麻酔法が術後死亡率と罹患率に及ぼす影響:NSQIP データベースの一致分析

・麻酔法は臨床転帰に影響を及ぼす可能性があるが、固有の交絡があり、効果サイズが小さいため、研究が困難となっている。著者らは、全身麻酔(GA)と比較して、局所麻酔(RA)がの方が生存率が高く、術後臓器機能不全が少ないと仮定した。

・著者らは米国外科学会手術の質改善プログラムデータベースを使用して手術術式と麻酔法を一致させ、264421 人が GA を受け、64119 人が RA を受けた。術式は、現行術式用語(CPT)と ASA-PS に従って相応させた。著者らの主要評価項目は術後 30 日死亡率であり、副次評価項目は在院期間と術後臓器系機能不全であった。マッチング後、重回帰分析を用いて、共変量を調整しつつ麻酔法と転帰との関連性を調べた。

・マッチングと共変量の調整後、麻酔法は 30 日死亡率に有意に影響しなかった。RA は、早期退院の可能性の増加(HR 1.09;P<0.001)、術中合併症の 47% の低下、呼吸器合併症の 24% の確率低下と有意に関連していた。RA は、深部静脈血栓症発症の確率が 16% 低下し、術後合併症発症確率も 15% 低下した(OR 0.85、P<0.001)。麻酔法が術後 MI、脳梗塞、腎臓合併症、肺塞栓症、末梢神経損傷に及ぼす効果のエビデンスはなかった。

・臨床的および患者特性の交絡因子のを調整した後、RA は、GA と比較して、いくつかの術後合併症の有意な低下、在院期間の減少と関連していたが、死亡率とは関連していなかった。

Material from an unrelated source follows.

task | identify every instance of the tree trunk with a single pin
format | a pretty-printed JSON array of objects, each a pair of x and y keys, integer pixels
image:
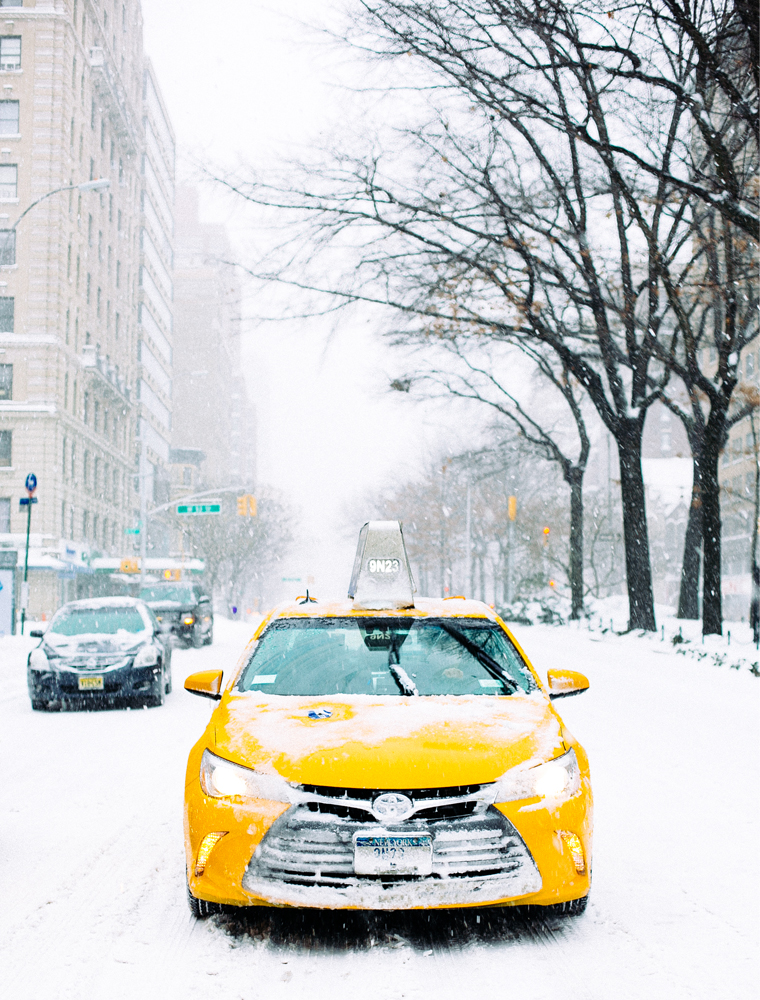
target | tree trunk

[!]:術中術後合併症の割合は、局所麻酔に比べて全身麻酔の方が多くなるのは当然だろう。酔っぱらいの方が転落転倒や交通事故にあう確率は高い。.

【出典】
Effect of anaesthesia type on postoperative mortality and morbidities: a matched analysis of the NSQIP database.
Br J Anaesth. 2017 Jan;118(1):105-111. doi: 10.1093/bja/aew383.